A further aspects the idea of a science of history which has many nooks and crannies and an almost complete universe of fallacies and bad theories. The Lst/Rev adopts a new approach, one designed to focus on simple chronologies to keep the student well away from useless efforts to apply causal physics to history. This approach steps backward into what probably would be required for such a science: an evolutionary model, in a new sense, and not a theory but an empirical history as evolution taken as a discrete/continuous sequence effect, with (probably, our guess) a form of directionality, perhaps teleology. We make no hard claims there, but use this hypercomplext structure as a warning to stick to empirical histories. A system operating in a timed frequency is preposterous, but the evidence is there: judge as ye will.
The point here is that to found a socialist project on a science of history is always going to fail, best to stay low. Instead of the historical inevitability of Marx’s progression of epochs of production, a clearly brittle ‘theory’, we have the ‘core free agency of historical agents in the modern transition’, as they mediate the emergent political field of source ideas, e.g. democracy, socialism,… :the eonic macro effect seems to field these core starting points and leaves them to human realization.
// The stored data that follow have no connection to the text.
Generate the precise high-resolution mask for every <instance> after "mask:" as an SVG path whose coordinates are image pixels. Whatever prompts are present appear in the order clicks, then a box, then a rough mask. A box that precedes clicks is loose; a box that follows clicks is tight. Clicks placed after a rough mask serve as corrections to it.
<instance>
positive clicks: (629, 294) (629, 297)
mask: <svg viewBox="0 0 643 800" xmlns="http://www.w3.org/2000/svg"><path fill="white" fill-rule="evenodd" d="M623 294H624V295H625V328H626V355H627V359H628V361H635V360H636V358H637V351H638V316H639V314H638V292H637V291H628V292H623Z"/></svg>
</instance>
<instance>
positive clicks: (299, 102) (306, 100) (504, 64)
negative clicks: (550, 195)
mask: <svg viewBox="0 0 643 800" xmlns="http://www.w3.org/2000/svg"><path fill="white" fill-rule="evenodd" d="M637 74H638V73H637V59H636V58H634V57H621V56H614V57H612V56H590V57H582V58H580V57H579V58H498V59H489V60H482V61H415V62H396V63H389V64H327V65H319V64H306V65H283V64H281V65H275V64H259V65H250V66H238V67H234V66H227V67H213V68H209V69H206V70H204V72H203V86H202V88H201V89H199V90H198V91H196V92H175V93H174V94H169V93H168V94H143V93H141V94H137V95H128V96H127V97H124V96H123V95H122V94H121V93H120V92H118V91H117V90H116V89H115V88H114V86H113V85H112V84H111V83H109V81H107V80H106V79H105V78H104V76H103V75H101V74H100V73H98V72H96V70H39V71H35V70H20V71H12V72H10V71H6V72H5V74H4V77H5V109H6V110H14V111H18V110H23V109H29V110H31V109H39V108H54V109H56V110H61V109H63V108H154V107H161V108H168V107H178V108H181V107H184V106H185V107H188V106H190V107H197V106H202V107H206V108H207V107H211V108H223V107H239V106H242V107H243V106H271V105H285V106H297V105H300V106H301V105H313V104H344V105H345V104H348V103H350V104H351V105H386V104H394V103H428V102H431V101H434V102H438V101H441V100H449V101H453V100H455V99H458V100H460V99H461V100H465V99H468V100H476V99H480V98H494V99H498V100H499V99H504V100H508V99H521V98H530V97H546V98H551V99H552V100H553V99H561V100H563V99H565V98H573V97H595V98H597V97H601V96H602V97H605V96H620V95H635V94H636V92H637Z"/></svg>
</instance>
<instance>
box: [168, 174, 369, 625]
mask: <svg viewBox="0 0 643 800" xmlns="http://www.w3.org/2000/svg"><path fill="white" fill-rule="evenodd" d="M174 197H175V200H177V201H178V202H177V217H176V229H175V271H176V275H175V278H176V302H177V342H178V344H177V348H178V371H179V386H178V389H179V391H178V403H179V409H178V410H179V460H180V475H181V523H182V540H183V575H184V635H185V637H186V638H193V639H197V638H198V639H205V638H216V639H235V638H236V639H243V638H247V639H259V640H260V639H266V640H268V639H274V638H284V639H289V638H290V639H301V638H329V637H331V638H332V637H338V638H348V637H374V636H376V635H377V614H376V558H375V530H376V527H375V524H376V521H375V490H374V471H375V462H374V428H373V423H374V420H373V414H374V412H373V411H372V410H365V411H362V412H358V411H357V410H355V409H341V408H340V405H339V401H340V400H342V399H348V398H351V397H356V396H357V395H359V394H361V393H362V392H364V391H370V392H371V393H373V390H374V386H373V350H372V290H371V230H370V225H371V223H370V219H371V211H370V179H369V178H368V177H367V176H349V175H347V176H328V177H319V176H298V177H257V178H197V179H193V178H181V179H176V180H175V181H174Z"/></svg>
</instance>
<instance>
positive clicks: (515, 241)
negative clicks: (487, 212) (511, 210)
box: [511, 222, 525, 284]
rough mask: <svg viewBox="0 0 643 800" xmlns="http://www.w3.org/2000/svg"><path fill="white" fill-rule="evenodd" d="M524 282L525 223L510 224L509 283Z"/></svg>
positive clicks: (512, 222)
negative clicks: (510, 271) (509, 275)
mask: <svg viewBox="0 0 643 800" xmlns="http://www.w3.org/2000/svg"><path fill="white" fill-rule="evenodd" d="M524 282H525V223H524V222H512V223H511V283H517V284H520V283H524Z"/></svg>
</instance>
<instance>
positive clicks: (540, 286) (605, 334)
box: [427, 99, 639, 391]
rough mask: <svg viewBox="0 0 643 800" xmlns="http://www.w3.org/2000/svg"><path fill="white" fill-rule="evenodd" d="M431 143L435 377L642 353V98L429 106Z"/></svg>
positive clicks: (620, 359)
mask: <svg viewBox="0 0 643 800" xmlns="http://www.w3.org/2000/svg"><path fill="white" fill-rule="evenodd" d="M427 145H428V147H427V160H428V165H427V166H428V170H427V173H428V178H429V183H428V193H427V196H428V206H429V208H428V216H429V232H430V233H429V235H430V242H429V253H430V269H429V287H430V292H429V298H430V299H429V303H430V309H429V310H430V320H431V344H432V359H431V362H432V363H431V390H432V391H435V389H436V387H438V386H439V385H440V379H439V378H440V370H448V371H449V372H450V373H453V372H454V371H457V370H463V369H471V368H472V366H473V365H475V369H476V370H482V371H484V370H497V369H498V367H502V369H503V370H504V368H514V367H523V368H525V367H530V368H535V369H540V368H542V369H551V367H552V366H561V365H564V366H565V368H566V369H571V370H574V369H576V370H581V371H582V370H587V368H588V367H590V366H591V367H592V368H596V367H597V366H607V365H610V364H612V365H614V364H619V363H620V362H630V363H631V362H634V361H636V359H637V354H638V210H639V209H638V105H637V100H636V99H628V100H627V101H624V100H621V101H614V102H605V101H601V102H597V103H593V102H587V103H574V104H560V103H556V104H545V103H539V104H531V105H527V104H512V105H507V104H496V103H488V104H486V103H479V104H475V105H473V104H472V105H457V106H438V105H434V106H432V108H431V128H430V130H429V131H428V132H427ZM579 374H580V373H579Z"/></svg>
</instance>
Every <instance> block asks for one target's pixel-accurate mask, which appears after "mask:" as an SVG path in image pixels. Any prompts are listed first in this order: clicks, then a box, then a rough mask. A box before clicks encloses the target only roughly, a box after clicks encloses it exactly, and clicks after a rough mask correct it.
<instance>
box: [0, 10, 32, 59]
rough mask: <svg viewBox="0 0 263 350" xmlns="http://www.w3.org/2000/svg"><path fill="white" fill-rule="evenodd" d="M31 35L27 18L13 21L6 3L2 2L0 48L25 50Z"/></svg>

Thus socialism and democracy come into conflict/harmonization as the field attempts to reconcile the two into a unity: this idea appears directly in the early socialists, picked up by Marx. This was the ‘real democracy’ suggested by those first socialists. Behind Marx’s failed historical theories stands a cogent analysis of the capture of democracyy by the bourgeois state. Marx is original in his key insight into the problematic of unchecked capitalism, which is as much a modern innovation as the rest, but in the same way in need of resolution or harmonization into a new form of social economy: this project surely failed because no one could handle the mystery of markets until the twentieth-century debates on that. As a matter of fact, Marx, the critic of capitalism, admired it even as he foresaw correctly the dangers to come. Let us note (a la the eonic effect) the strange appearance of Adam Smith in such a timely moment, and that if anyone had actually followed his account the whole history of capitalism might have been far different.
We must wonder if modernity is not a fault unaccomplit: A series of potentials realized in fragmentary form.